CEO Alan:  It’s a loaded question, Dick.  If your premises are correct, with 70 million shares, our present market capitalization is $2.1 billion.  With your cataclysmic projections, we’d blow that to $1.3 billion and change, and I’d be on a railroad to nowhere, picking tar and feathers off my tired body.  

COO Pete:  I feel like Alice in Wonderland, listening to this conversation.  I’ve been with this company for 25 years, and I’ve never been more excited about a development breakthrough than the one Sheila has outlined.  With fast changing technology, this would really put us ahead of the curve.  But I’m afraid I’m too unsophisticated to understand why a commitment to that program would blow 40% of our market value.  I would think that this prospect would enhance it.
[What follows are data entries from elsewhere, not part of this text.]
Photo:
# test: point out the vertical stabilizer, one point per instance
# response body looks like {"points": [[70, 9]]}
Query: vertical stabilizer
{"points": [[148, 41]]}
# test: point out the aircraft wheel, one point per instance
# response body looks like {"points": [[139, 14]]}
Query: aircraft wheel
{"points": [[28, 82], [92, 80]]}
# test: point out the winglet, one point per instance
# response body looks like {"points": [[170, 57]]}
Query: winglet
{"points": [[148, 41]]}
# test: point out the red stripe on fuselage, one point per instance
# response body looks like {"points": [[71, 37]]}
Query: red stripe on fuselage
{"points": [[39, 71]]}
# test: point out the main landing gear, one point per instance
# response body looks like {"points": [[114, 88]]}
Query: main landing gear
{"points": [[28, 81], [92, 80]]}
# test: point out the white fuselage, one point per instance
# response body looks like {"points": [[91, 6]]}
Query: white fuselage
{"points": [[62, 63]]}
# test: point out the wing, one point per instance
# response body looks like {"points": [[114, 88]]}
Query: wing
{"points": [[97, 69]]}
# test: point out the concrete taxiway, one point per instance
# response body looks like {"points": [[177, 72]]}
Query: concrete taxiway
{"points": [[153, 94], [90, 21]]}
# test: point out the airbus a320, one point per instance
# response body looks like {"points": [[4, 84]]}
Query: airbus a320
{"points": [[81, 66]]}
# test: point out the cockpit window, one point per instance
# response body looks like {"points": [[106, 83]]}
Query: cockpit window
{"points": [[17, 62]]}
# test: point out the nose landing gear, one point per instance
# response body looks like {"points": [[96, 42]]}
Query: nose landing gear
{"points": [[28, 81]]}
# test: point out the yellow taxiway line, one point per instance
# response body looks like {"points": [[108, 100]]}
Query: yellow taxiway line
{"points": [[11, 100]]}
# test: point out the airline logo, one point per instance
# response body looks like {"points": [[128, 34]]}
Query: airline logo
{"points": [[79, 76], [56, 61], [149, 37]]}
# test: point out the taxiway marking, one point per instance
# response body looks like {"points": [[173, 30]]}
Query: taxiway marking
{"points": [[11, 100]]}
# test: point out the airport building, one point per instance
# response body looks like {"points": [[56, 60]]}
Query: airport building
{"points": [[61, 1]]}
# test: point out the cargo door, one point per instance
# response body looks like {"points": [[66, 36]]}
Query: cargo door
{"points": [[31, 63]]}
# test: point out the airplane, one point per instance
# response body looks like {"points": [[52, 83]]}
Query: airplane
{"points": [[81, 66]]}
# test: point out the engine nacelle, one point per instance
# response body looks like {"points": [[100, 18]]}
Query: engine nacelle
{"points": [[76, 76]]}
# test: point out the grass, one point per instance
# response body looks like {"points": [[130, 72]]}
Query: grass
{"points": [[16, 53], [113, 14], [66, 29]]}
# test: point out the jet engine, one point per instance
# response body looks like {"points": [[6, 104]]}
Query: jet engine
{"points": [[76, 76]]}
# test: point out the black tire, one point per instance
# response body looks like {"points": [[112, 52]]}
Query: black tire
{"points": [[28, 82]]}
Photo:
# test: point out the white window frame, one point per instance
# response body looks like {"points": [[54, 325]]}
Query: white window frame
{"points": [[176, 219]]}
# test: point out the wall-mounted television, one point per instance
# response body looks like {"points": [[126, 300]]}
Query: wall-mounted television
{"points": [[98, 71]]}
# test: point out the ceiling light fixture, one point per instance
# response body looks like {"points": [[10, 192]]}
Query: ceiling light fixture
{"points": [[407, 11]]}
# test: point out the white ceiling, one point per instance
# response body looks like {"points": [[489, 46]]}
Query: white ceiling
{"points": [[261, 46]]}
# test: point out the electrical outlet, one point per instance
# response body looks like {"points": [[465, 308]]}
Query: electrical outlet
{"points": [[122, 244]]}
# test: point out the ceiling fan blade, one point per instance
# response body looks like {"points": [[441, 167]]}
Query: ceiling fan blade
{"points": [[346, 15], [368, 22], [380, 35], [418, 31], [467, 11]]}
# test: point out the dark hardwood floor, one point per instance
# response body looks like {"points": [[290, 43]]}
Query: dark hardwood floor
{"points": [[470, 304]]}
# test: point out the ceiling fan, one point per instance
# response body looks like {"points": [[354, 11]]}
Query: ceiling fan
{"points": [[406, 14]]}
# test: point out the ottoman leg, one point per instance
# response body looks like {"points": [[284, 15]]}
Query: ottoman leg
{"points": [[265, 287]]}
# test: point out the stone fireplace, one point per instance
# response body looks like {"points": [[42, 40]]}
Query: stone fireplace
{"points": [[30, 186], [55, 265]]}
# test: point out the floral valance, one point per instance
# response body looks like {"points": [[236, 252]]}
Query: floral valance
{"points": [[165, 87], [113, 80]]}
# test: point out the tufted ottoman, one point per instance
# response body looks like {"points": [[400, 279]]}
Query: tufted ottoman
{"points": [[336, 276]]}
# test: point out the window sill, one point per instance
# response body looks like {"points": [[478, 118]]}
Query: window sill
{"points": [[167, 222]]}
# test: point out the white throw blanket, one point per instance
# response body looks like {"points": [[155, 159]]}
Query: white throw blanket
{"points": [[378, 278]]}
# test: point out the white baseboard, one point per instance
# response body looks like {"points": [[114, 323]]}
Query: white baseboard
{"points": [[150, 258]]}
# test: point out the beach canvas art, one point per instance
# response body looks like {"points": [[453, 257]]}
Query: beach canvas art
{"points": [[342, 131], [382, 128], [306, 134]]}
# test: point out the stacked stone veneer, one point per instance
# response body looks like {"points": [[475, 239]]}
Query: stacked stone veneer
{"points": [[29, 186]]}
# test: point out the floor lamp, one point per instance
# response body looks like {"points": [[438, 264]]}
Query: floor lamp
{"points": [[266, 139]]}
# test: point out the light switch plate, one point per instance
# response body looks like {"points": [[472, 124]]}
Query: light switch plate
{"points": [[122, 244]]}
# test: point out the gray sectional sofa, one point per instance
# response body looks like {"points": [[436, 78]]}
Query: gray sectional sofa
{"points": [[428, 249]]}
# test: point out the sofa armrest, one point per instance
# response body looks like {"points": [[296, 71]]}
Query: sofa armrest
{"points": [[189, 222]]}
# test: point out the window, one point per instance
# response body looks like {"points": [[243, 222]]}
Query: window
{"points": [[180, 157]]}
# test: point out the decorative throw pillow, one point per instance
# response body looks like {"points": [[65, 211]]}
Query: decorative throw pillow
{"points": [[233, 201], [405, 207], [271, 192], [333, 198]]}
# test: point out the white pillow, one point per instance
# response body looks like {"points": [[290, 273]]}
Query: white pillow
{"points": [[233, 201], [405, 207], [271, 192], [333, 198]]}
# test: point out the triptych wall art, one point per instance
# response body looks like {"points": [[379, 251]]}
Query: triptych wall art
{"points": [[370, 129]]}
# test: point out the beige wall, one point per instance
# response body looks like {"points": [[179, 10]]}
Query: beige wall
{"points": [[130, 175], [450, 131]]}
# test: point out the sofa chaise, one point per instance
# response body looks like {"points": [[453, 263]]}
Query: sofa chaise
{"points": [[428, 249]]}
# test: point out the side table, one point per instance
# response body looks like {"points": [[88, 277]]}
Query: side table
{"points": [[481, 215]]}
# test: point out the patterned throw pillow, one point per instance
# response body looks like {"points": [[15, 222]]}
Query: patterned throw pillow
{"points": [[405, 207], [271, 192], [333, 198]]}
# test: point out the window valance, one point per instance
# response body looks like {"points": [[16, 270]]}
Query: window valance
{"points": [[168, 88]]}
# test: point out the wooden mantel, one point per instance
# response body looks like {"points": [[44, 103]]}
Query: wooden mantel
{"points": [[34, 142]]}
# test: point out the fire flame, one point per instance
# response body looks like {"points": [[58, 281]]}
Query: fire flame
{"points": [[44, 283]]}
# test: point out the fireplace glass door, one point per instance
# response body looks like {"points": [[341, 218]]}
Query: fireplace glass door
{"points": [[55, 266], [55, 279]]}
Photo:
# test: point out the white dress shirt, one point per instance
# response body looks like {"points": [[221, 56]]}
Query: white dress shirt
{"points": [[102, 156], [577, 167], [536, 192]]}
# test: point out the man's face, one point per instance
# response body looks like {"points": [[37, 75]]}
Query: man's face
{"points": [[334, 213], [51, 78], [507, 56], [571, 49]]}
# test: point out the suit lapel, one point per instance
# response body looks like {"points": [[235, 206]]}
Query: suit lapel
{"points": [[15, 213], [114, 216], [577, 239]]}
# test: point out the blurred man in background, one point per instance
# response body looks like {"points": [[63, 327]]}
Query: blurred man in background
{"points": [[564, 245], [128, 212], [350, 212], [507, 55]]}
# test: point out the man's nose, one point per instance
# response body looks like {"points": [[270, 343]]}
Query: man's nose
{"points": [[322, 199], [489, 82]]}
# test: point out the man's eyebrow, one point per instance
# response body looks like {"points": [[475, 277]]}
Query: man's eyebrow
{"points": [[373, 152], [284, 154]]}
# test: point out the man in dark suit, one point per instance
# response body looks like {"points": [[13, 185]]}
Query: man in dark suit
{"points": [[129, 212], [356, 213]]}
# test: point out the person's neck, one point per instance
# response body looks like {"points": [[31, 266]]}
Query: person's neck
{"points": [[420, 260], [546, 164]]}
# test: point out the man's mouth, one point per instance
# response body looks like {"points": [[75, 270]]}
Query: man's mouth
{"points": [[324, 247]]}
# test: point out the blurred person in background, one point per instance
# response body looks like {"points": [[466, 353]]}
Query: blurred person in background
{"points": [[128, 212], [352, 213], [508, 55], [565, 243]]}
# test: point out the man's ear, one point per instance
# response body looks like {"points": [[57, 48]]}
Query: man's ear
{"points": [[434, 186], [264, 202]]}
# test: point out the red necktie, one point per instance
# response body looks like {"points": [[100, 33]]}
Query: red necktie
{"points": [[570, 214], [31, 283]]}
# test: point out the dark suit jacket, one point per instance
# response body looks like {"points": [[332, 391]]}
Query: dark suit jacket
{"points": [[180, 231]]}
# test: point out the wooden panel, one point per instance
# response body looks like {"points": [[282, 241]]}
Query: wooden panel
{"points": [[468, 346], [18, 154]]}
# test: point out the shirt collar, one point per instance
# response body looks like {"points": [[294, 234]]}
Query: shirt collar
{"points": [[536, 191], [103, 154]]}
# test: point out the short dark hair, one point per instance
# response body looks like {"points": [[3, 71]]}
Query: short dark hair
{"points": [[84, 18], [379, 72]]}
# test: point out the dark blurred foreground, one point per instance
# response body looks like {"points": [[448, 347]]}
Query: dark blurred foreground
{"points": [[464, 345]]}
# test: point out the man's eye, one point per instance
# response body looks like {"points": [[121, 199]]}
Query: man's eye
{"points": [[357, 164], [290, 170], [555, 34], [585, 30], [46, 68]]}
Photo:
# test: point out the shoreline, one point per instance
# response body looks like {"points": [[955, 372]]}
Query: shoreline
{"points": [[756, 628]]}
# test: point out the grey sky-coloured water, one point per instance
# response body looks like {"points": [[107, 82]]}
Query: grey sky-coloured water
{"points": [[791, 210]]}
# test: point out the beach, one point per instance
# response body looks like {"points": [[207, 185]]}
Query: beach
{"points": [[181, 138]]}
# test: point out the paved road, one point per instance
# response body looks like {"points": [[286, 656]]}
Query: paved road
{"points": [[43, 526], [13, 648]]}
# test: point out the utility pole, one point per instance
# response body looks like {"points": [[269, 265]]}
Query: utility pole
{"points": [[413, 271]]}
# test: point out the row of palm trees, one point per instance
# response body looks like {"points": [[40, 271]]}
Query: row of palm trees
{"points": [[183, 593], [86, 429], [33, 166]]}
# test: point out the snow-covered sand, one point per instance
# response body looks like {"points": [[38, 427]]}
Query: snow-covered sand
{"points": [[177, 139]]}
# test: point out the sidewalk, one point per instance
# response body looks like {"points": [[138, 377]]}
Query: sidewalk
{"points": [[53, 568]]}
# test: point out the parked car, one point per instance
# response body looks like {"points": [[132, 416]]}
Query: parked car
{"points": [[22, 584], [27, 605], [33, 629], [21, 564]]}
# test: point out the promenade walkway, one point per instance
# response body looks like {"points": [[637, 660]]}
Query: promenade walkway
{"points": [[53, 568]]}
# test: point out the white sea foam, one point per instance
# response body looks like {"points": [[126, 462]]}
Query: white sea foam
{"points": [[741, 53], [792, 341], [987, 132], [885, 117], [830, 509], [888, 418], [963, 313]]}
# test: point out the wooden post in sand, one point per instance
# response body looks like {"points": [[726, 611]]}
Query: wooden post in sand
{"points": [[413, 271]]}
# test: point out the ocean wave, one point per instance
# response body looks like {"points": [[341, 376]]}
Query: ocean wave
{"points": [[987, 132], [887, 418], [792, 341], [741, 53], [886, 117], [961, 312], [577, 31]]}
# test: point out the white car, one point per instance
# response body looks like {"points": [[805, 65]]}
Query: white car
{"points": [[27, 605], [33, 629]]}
            I’ve put every nickel of my cash bonuses for 10 years into this company’s stock, as well as subscribing to the limit on the stock-purchase program.  I’d be prepared to bet what really is my net worth on such an opportunity. If the money-changers and the analysts are too short-term to see that, the hell with them!  Take the punishment for a few years, and then when the earnings go over $3 a share, tell them to stick it in their ear!

Besides that, your precious P/E ratio is another device that financial types use to fool people.  I just saw a feature article in The Wall Street Journal that calls it “a moving target” and asks the question, “What is the P/E ratio?”  Well, depends on what is meant by “earnings.”  I liked the next line best:  “Earnings before bad stuff.”  I can remember Alan warning us about the non-repetitive annual events.  Handling surprises was part of profit planning until you guys figured out how to x-out the bad stuff by changing definitions.  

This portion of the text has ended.